By contrast, software used in a medical context but that has the sole purpose of archiving, collecting and transmitting data, for example patient medical data storage software, would not be a device. The same would apply to software limited to indicating the name of the generic drug associated with the one the doctor plans to prescribe, or that merely states the contraindications given by the drug manufacturer in its instructions for use.

Action required

It is imperative for developers to establish the regulatory status of their software as early as possible in the design and manufacture process for many reasons:

  • Minimisation of wasted costs: Costs can be wasted if late consideration of regulatory status causes re-evaluation of the design and concept stage of development;
  • Contractual clarity: Purchasers of software, both at a corporate and individual level, will need clarity on regulatory status and due classification of the product. To avoid issues either during negotiations or after a contract has been concluded, manufacturers need to know and communicate to potential purchasers precisely what it is they are offering.
  • Avoidance of regulatory enforcement action: Where the authorities believe software has been placed on the market without the necessary CE marking, they will investigate. This may include exercising powers of search and seizure, and serving notices requiring the withdrawal of a device from the market or restrictions on its distribution or use. Failure to comply with a notice or order can carry with it various penalties including an unlimited fine or a period of imprisonment.
  • Civil litigation and judicial scrutiny: The application of such software brings with it a risk of its implication in civil claims for negligence or breach of statutory duties on the part of the developer leading to injury or loss, or indeed scrutiny by Coroners at inquests if a death has occurred. The regulatory status of the software and thus the applicable standards will likely be a key issue affecting liability and the extent of any criticism.
  • Commercial attractiveness: While compliance can prove costly and time-consuming, for lay and professional users, safety is paramount. Guidance issued by the Royal College of Physicians advises doctors to check apps for CE marking and to stop using any that should be so marked, but are not. Professionals will be mindful that knowingly to act contrary to this guidance could not only compromise patient safety, but also result in professional disciplinary issues and wider governance issues for the institutions in which they deliver treatment. Software that has been subject to litigation or criticism will have a diminished value along with that of the developer.
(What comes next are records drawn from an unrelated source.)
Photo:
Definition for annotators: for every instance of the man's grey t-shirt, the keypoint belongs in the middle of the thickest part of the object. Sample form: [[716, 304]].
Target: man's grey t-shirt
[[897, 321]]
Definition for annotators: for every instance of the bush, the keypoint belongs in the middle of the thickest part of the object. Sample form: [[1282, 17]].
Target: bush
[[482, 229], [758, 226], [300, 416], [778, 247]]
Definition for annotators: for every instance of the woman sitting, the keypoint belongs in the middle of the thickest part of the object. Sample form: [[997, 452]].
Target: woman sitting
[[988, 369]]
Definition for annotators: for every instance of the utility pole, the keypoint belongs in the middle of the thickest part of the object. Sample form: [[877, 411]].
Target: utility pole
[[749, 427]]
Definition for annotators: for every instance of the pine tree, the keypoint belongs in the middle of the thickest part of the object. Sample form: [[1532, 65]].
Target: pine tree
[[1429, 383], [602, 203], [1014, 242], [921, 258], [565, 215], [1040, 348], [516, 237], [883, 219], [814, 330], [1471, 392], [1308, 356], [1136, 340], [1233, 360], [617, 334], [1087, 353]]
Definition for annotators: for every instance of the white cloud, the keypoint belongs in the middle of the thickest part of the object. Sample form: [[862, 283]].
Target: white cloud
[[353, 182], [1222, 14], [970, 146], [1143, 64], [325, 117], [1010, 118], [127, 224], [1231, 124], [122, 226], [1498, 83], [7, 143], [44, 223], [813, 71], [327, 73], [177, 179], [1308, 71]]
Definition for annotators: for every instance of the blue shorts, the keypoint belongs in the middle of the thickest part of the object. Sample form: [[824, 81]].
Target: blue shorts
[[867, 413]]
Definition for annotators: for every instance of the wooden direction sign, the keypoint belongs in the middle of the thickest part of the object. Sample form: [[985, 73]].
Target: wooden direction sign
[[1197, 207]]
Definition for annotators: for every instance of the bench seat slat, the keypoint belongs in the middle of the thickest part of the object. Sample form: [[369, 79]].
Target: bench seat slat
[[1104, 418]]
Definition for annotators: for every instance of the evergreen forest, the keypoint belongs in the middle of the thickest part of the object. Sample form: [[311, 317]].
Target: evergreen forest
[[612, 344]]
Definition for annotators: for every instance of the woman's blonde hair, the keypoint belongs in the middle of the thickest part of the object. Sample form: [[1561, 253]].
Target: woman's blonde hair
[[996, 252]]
Medical technology is changing rapidly but developers and manufacturers need to stay aware of the regulatory status and obligations that apply to their products and software. Difficult questions may still arise but the regulators are seeking to provide the necessary guidance. As patient safety is at stake, scrutiny is inevitable. Potential users will naturally avoid software that has been subject to litigation or public judicial criticism, and will be duly wary of the manufacturer. Software developers, and those with wider roles in the medical device market, must navigate these compliance issues.